November 1, 2015: what looked like one bad night in Denver could be a turning point in the history of the Packers and perhaps a renaissance that dates back to the early 90's. Did the rest of the NFL learn how to beat McCarthy's charges that night? Was Rodgers' superior play around a series of better rosters fending off a bigger slide, one that didn't manifest itself until now when the lack of talent/depth is more obvious? Did the Broncos hand the league a playbook revealing the Pack's offensive schematics? Did Green Bay fail to adjust?

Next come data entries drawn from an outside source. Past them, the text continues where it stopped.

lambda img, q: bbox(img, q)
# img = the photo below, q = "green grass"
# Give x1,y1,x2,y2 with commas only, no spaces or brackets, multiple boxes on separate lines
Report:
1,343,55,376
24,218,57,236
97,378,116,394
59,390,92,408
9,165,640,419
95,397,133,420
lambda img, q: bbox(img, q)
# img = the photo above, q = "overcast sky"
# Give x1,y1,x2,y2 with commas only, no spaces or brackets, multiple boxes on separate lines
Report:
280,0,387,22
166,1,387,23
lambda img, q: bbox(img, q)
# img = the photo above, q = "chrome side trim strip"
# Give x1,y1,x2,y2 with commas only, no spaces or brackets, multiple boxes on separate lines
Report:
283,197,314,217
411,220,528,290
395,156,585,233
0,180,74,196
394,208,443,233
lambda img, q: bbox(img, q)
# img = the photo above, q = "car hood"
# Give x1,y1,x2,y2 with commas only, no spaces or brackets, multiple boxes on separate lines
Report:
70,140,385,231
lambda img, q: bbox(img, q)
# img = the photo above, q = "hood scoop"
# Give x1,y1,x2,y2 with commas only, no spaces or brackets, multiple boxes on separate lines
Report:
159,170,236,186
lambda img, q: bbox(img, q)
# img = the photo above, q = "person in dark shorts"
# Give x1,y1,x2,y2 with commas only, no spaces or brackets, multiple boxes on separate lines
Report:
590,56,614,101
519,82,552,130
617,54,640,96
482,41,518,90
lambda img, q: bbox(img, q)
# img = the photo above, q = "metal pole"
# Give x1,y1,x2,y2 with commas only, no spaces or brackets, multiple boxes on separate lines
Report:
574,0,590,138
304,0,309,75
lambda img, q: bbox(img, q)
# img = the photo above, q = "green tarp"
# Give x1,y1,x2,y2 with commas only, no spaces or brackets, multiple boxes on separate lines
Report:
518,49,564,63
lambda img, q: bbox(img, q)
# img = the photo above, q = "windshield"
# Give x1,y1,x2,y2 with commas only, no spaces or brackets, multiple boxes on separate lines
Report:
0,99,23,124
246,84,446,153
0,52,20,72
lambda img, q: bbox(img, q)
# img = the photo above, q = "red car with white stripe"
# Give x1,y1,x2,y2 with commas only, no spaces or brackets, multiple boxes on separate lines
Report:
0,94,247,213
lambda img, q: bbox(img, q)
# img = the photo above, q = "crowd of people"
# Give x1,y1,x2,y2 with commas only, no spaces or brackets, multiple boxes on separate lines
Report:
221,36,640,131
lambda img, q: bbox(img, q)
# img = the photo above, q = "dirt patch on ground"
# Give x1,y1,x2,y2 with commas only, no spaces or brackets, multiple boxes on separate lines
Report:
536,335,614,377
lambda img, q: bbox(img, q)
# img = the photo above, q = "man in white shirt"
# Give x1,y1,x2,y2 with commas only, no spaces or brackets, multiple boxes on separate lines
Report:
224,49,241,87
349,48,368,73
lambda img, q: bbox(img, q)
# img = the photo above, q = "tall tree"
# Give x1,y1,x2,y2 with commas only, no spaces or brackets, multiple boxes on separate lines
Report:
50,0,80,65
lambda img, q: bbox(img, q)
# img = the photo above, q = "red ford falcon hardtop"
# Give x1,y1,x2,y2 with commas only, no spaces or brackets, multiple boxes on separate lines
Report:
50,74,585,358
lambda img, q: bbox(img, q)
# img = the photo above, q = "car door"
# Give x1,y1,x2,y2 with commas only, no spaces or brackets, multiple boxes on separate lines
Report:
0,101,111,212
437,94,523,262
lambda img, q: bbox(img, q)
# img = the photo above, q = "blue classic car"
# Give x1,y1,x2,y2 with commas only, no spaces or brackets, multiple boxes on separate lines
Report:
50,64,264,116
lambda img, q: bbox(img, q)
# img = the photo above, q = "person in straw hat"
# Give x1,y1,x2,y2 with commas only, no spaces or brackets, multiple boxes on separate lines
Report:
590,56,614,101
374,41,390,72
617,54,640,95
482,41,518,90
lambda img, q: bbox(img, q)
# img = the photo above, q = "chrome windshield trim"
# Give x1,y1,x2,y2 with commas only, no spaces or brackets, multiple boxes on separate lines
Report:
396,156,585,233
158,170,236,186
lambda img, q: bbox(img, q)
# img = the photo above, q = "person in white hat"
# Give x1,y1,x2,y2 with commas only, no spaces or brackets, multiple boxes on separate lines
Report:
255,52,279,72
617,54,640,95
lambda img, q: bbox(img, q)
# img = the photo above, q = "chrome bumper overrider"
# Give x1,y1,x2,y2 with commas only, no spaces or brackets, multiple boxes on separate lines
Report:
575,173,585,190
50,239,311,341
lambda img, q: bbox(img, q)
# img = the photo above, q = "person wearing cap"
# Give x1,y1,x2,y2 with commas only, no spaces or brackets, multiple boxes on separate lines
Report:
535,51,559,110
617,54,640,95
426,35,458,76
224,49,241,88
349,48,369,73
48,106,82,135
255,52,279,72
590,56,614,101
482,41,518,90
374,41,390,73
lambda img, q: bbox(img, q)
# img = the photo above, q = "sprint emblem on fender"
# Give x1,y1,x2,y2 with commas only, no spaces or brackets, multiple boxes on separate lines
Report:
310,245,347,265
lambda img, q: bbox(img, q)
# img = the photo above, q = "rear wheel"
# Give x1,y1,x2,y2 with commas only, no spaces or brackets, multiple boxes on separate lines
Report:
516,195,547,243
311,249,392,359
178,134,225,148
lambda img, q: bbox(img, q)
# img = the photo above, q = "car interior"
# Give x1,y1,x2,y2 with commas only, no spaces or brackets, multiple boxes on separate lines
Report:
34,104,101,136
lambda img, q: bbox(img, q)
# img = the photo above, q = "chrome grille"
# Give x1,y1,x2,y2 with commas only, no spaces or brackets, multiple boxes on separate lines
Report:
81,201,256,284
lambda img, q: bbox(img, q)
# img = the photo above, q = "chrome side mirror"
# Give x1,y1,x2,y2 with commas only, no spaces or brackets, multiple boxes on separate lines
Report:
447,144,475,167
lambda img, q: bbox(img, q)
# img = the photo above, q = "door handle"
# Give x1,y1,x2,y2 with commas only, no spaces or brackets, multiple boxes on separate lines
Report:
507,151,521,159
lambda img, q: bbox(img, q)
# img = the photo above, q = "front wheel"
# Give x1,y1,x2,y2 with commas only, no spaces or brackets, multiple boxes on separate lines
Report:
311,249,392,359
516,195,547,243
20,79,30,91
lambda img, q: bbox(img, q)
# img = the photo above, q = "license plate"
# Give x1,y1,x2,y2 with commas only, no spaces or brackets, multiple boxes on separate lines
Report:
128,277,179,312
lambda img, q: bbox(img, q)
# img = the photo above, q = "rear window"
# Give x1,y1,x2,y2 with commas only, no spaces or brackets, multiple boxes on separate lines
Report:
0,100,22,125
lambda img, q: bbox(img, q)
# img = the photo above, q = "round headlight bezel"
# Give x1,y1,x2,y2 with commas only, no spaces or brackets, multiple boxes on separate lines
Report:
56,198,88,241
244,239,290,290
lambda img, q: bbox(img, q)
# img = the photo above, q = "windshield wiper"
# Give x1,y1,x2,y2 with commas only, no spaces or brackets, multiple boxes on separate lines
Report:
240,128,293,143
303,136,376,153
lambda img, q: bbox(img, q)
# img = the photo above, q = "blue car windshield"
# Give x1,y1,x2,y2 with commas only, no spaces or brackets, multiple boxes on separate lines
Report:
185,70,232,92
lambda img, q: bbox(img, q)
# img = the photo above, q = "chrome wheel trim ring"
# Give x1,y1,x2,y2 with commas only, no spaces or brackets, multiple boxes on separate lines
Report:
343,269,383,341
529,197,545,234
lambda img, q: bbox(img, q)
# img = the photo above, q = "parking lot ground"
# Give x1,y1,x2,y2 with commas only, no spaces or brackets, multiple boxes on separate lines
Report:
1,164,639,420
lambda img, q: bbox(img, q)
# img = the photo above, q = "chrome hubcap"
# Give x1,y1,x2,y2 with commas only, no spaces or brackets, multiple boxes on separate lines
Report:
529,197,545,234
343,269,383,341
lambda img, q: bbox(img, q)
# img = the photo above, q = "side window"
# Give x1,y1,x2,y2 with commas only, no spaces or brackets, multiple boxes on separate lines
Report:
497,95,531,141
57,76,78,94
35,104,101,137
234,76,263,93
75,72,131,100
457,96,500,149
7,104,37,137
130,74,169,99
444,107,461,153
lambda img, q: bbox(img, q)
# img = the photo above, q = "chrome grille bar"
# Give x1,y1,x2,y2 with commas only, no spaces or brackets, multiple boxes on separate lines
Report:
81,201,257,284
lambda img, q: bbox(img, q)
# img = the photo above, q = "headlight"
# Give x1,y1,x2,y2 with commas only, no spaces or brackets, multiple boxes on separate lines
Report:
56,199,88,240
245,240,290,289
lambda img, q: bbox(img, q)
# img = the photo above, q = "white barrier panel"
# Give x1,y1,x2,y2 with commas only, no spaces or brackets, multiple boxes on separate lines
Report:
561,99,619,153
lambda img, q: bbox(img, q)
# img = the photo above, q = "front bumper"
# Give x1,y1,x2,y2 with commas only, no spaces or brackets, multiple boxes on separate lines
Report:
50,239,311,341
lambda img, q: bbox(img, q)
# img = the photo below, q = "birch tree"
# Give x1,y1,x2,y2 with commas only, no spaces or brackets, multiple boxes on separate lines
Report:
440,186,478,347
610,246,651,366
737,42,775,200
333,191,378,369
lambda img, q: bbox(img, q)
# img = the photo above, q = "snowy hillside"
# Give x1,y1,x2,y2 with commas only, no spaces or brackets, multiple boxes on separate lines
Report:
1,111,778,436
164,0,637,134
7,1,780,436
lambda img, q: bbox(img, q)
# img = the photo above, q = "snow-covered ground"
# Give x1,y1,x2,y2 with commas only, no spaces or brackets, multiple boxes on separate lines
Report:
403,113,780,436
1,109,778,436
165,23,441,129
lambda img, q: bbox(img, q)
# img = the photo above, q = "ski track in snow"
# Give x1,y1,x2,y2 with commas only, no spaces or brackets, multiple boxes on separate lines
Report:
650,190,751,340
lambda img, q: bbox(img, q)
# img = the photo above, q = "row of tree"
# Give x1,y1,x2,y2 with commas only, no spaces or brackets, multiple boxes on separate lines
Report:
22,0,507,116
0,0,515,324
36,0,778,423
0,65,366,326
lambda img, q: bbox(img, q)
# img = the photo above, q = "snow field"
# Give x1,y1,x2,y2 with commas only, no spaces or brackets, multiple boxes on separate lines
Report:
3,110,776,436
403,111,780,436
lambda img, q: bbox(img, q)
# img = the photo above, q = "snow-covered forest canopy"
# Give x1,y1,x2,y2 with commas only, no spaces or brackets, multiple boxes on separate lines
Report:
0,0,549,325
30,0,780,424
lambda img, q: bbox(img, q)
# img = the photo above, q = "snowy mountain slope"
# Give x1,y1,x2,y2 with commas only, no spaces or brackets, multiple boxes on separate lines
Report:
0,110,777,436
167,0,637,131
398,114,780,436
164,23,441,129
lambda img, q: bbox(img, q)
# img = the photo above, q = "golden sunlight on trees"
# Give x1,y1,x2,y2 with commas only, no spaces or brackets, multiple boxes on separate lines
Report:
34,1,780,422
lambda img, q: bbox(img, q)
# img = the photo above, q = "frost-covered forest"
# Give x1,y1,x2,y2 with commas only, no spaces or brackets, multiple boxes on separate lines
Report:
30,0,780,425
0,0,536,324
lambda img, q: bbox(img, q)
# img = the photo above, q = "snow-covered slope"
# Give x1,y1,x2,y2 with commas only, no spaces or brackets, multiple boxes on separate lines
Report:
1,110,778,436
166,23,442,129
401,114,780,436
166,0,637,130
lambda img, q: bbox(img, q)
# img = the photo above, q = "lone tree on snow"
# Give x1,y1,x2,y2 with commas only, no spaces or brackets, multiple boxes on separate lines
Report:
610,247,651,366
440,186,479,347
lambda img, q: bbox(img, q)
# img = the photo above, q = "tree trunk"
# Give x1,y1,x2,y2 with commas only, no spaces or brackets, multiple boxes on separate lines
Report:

It took a long time to get to this low ebb. Good times seldom end in a single moment but come to a nadir amid nicks and dents that accumulate over the course of time, because of things said and those not uttered out loud. McCarthy is abruptly shown the door not because he suddenly became a bad coach but because of an accumulation of issues, including the fact that a locker room that could've had his back as things grew tougher this season remained largely silent. To a state full of bar room general managers chirping for change, well, you got what you asked for. Hope you're ready for what may follow. Sure, the Packers may find the next Sean McVay. The could also kiss a frog or two first.
Pucker up. It's a smack on the lips–and punch in the mouth–that might've been three-plus years in the making.